I first fished out of Crisfield, MD, when big weakfish roamed the Bay. Captain Leroy Yingling would carry parties on his solid mahogany boat, Doris K, to the edge where Tangier Sound drops down from four to over 70 feet. The trip would begin around two or three in the afternoon and run until dark. The theory was the trout would be moving from deep to shallow water looking for soft crabs.
In practice, that theory seemed to hold up pretty well. We would bait up with peeler crab, drop down to the bottom right along the edge, and wait. The trout would move by in bunches. When the first person on the boat hooked up, everyone else got ready, and pretty soon we were all into fish.
Most nights were pretty calm. You could hear the anglers on other boats shouting with excitement when their turn came. Captain Yingling was pretty set in his ways. At 5 p.m. he had his dinner. If you had a fish on, too bad. You were going to be netting your own fish until he was finished eating.
I wanted to take my mother out for some fishing, but she had a tendency towards seasickness. That solid mahogany boat sat like an island, and no ordinary wave could move it. My mother ended up catching the largest fish of the evening followed closely by my wife. More than a few years later I fished here with Captain Yingling’s son, Harry. He had a 20-something outboard named Pappy’s Pride. We were entered in the Scorchy Tawes Tournament and may have had the winning flounder, but it let go just outside the range of my netting ability. As it was, we did have a decent catch of croaker, but no money fish.
On another trip to Crisfield, Harry and I caused a thunderstorm that darn near washed Seaford, DE, away. When the two of us are fishing together, bad weather seems to follow. This storm started at the mouth of the Potomac River, and just about the time we made our first drift at the Puppy Hole, a marine warning came across the VHF. Knowing the way our weather luck runs we headed for the ramp and were on the road when the storm hit.

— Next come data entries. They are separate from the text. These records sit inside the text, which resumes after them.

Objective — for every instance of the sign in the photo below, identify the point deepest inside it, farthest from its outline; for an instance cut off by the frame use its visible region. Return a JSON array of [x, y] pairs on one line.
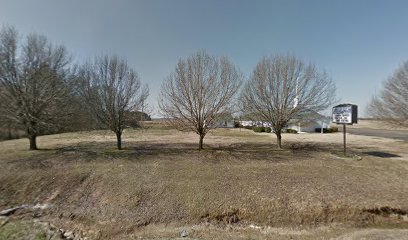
[[345, 114]]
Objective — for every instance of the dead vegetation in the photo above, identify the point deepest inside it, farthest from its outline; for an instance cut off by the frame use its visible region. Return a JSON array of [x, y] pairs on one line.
[[237, 180]]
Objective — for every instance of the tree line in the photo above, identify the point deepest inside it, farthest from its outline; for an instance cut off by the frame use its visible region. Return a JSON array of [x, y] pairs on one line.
[[42, 90]]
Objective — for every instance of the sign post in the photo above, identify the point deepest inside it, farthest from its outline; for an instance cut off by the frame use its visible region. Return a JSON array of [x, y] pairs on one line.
[[345, 114]]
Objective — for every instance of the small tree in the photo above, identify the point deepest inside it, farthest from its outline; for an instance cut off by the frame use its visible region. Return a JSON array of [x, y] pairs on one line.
[[392, 103], [111, 89], [35, 83], [282, 87], [201, 88]]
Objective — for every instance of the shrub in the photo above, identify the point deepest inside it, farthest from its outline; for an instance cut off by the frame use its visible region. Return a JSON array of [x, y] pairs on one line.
[[258, 129], [333, 129], [288, 130]]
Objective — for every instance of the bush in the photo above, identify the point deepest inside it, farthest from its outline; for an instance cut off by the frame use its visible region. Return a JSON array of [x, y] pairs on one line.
[[258, 129], [288, 130]]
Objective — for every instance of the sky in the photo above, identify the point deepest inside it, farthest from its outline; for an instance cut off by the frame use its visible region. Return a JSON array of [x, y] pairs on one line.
[[359, 42]]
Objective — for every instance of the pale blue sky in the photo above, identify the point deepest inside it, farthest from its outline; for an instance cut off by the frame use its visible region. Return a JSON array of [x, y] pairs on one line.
[[359, 42]]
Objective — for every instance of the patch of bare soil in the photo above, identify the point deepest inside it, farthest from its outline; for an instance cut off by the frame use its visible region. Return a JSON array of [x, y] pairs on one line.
[[238, 180]]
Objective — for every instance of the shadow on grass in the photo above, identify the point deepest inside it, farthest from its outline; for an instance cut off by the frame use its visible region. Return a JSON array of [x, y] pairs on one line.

This thing got stronger as it moved north and flooded out Seaford to the point that all roads leading to the town were under water.

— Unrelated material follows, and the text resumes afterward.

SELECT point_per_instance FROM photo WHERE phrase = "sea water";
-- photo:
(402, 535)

Under normal conditions you can safely fish this area in a small boat. The Annemessex River, the Puppy Hole, and the Janes Island Reef are pretty protected. Once you cross Tangier Sound, it can get a bit sporty. I love the story about the waterman’s boy in Sunday school who, when the teacher asked him to describe hell, said, “My Daddy says hell is the mouth of the Manokin River on a southwest blow.”

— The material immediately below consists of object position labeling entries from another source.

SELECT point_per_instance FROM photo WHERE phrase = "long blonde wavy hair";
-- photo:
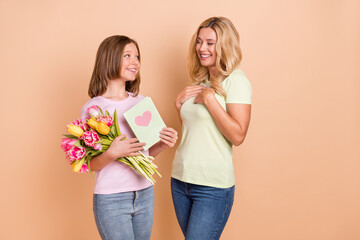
(227, 49)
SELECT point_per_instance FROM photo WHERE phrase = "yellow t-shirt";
(204, 156)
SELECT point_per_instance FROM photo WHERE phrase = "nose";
(202, 46)
(135, 60)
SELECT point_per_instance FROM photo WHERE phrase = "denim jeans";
(202, 211)
(127, 216)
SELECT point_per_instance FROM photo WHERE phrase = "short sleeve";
(238, 88)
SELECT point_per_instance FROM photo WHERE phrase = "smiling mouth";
(204, 56)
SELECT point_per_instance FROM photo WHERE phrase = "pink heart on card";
(144, 120)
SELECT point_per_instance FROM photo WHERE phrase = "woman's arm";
(185, 94)
(168, 139)
(234, 123)
(120, 147)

Crisfield has a very good boat ramp as well as charter and head boats running out of Somer’s Cove Marina. The Barbara Ann Fleet runs every day in the summer for a very reasonable price. These head boats are perfect for a family on vacation. Contact Somer’s Cove at (800) 967-3474. Lodging is available at the Crisfield Budget Inn, the Captain Tyler Motel, and Somer’s Cove Motel. I have stayed at the Somer’s Cove Motel, and it is perfect for fishing folks who will be going on boats from the marina. There are also bed and breakfast operations, should you decide on a romantic getaway.
The food at every Crisfield restaurant where I have eaten has been fantastic. You only order one thing in Crisfield: seafood, preferably crab. I have a fondness for soft crab, and when you order them here, you don’t get just one crab fixed up some fancy way and placed on a dish with a mystery sauce drizzled over it. No sir, your get four good sized soft crabs fried up the way God intended.
French fries or potato salad are the sides with perhaps some good ole lima beans and corn cooked with fatback. Naturally, there are plenty of places to enjoy steamed crabs, and all are great.
Crisfield has something for every type of angler, be it bottom fishing in Tangier Sound, light tackle action for rockfish, speckled trout, and redfish, or trolling for trophy rock in the spring and fall. If you like to fish and eat, you can’t go wrong in Crisfield.